AFBR has identified 5 major trends which will shape the food and beverage industry in terms of consumer tastes and preferences, as well as identify the major factiors that can influence consumer purchasing decisions in the future.
The Asia Pacific region will see a growing number of consumers who belong to the middle age to senior category (i.e. 45 and above) by 2040, and with that, there will be increasing demand for products that cater to these consumer groups, i.e. products which are easily digestible and with high fiber, high protein and other nutrients and yet do not compromise in terms of taste. This is because the senior citizens in the cities will have higher disposable incomes compared to the general population but they would not want to compromise the pleasure of food.
Affordability gains precedence
With rising cost of living, consumers seek products that are ‘value for money’ i.e. affordable to their pockets, and this will become even more important in the future as the global population reach 10 billion in 2050. With limited resources, prices of goods and services will only go up, and consumers have to carefully select products that match to their limited budgets.
Shopping will become a more ‘painful’ and time-consuming activity as consumers will spend more time reading on product labels and evaluate its nutritional and other benefits against prices before making their purchasing decisions.
Linking Technology with Food
The near future will witness the proliferation of new technologies including AI to influence consumer purchasing decisions as well as their opinion of certain brands of food and beverages. As consumers seek more information, the availability of AI or online platform that can provide complete information from prices to nutritional contents, product/variants availability to store locations etc. will certainly be helpful in the future. The use of robots and vending machines to prepare and deliver food will also reduce consumer interactions with vendors or retailers, as such it is very important for brands to build their product awareness not just on the retail shelves, but via various online and other platforms.

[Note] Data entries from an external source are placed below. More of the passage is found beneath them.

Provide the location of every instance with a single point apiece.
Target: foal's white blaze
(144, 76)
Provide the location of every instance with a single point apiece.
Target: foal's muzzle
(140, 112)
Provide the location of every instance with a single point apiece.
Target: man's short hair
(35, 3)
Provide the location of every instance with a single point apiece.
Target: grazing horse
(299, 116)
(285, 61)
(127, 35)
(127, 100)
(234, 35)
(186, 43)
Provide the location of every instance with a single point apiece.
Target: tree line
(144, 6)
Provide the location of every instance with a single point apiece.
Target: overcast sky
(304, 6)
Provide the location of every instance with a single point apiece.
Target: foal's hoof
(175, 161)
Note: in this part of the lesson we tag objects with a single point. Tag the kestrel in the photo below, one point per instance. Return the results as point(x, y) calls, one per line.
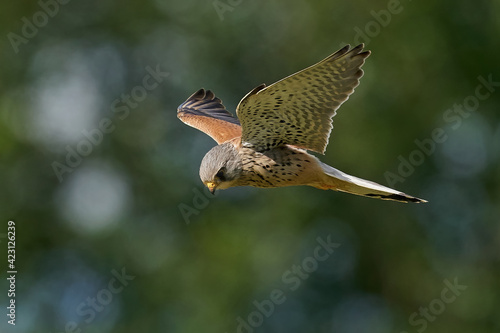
point(267, 145)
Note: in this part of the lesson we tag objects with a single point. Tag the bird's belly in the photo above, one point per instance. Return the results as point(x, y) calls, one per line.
point(278, 167)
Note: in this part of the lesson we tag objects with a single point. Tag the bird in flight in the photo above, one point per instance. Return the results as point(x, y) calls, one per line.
point(267, 145)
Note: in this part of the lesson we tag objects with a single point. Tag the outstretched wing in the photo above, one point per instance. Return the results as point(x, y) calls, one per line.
point(203, 111)
point(298, 109)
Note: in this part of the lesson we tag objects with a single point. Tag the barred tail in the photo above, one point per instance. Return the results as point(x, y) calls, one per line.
point(340, 181)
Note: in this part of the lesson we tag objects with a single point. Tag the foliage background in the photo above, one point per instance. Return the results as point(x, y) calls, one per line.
point(120, 207)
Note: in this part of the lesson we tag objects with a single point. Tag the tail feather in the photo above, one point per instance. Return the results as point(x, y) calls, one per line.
point(340, 181)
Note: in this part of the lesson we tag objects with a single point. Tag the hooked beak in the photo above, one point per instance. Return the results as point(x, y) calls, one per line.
point(211, 187)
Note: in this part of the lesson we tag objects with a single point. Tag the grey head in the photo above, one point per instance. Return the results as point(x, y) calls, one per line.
point(221, 167)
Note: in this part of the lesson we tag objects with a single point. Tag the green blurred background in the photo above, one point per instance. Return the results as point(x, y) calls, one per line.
point(120, 209)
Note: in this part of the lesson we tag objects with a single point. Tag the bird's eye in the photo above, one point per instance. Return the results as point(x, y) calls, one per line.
point(221, 174)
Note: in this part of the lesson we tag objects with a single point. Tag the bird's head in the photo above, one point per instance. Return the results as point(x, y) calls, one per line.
point(221, 167)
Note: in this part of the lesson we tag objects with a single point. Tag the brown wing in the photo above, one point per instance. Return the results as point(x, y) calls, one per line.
point(298, 109)
point(203, 111)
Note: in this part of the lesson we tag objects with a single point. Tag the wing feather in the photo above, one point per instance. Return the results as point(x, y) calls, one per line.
point(298, 109)
point(205, 112)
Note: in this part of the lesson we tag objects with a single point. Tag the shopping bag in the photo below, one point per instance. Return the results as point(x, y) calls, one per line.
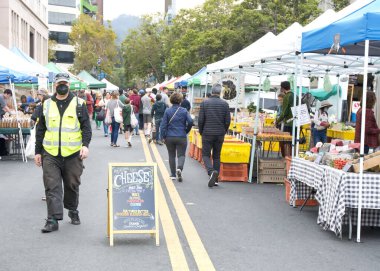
point(117, 113)
point(108, 119)
point(134, 121)
point(29, 150)
point(101, 115)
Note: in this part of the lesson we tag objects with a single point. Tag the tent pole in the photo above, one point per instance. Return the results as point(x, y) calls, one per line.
point(294, 137)
point(253, 150)
point(338, 99)
point(299, 106)
point(362, 133)
point(237, 95)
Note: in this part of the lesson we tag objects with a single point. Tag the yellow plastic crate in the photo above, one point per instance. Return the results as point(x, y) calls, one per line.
point(275, 146)
point(269, 121)
point(235, 153)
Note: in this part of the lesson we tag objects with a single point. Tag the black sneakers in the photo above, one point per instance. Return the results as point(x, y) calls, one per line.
point(213, 179)
point(74, 215)
point(51, 225)
point(178, 174)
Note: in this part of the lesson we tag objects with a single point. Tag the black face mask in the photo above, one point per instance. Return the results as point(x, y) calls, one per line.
point(62, 89)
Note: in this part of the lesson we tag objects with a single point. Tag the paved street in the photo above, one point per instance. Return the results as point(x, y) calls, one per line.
point(241, 226)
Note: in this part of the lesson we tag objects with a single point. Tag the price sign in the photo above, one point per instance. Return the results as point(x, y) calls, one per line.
point(132, 199)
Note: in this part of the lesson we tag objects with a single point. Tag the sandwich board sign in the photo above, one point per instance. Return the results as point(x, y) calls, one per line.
point(132, 199)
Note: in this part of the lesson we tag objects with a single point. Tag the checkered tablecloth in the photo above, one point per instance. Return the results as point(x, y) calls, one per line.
point(304, 176)
point(337, 193)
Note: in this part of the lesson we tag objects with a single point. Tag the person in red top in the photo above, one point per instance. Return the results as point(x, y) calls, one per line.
point(135, 102)
point(372, 131)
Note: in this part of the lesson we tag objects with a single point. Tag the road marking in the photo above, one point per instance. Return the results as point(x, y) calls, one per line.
point(200, 254)
point(176, 254)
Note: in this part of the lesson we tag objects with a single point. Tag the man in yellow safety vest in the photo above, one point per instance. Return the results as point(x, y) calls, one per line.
point(63, 135)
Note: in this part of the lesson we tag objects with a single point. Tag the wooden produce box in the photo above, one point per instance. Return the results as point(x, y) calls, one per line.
point(371, 161)
point(272, 170)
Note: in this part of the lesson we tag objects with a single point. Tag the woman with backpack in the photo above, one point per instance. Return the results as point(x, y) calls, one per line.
point(175, 125)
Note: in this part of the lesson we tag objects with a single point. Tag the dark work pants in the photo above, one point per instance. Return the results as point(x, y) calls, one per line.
point(214, 144)
point(176, 147)
point(55, 171)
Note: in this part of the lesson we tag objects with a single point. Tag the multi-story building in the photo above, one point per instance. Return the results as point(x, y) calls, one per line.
point(23, 24)
point(61, 16)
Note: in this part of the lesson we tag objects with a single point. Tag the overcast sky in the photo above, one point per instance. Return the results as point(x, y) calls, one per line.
point(114, 8)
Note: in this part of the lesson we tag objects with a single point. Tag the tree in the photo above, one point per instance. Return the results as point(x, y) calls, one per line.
point(51, 50)
point(340, 4)
point(94, 45)
point(142, 50)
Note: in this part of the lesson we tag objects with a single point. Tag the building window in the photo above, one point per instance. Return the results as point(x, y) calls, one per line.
point(64, 3)
point(61, 18)
point(59, 37)
point(65, 57)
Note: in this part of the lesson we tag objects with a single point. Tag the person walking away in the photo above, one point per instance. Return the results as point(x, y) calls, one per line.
point(214, 121)
point(185, 103)
point(285, 118)
point(320, 123)
point(158, 111)
point(111, 105)
point(141, 115)
point(62, 138)
point(147, 100)
point(98, 106)
point(127, 111)
point(3, 102)
point(372, 131)
point(165, 97)
point(106, 99)
point(136, 102)
point(175, 125)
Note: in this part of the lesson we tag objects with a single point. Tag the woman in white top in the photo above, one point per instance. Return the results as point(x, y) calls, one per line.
point(321, 123)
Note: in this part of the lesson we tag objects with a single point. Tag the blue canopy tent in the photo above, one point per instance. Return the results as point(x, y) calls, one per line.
point(357, 33)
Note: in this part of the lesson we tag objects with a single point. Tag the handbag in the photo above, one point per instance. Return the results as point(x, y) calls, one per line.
point(134, 121)
point(118, 114)
point(29, 149)
point(108, 119)
point(101, 115)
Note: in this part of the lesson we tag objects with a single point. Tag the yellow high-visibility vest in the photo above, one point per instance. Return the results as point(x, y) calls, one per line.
point(63, 132)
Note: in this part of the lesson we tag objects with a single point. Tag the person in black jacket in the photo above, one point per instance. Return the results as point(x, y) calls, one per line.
point(214, 121)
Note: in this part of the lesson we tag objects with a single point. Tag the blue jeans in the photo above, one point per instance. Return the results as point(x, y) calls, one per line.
point(158, 132)
point(115, 131)
point(105, 128)
point(319, 136)
point(137, 126)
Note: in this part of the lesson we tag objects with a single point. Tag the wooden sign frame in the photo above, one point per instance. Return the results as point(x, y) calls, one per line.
point(110, 225)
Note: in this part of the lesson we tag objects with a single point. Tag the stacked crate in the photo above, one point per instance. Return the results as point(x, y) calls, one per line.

Balancing Health with Taste
Presently, there is an increasing emphasis on using healthy ingredients in food products, however majority of consumers in the Asia Pacific region still value taste more than health. It will be a bonus if a product can offer both health as well as good taste. However, a product that is very healthy but fail in the ‘taste’ test will certainly end up in failure. In the future, even products which belong to the category of ‘special medical foods’ require a little bit of ‘cosmetic’ and ‘taste’ boost to attract consumption by modern ‘choosy’ consumers.
Creating Positive Identity with Foods
In the modern times, food is no longer considered as a necessity. It has also become part of an individual identity. Certain foods relate to certain personalities, for example branded whisky relates to sophisticated affluent consumers of high status or background.
Whereas, consumers could ban the consumption of certain food and products entirely just because it came from a country or institution which does not share its ideals. For example, the recent Israeli-Palestinian war leads to many muslim consumers refraining from consuming products that come from Israel or manufactured by jewish-owned companies.
In addition, there is a strong ‘Green’ movement of consumers who will adopt food products that are produced sustainably for example, organic fruits and plant-based food and beverages.
Food is no longer just a tool for survival but it can also be a voice for the future. Businesses should focus on creating unique positive identities for their food and beverage products.
As such, food and beverage manufacturers must be constantly aware of these trends and fast to react to market changes, amidst the growing uncertain climate and political instability, in order to ensure long term success of their products in the marketplace.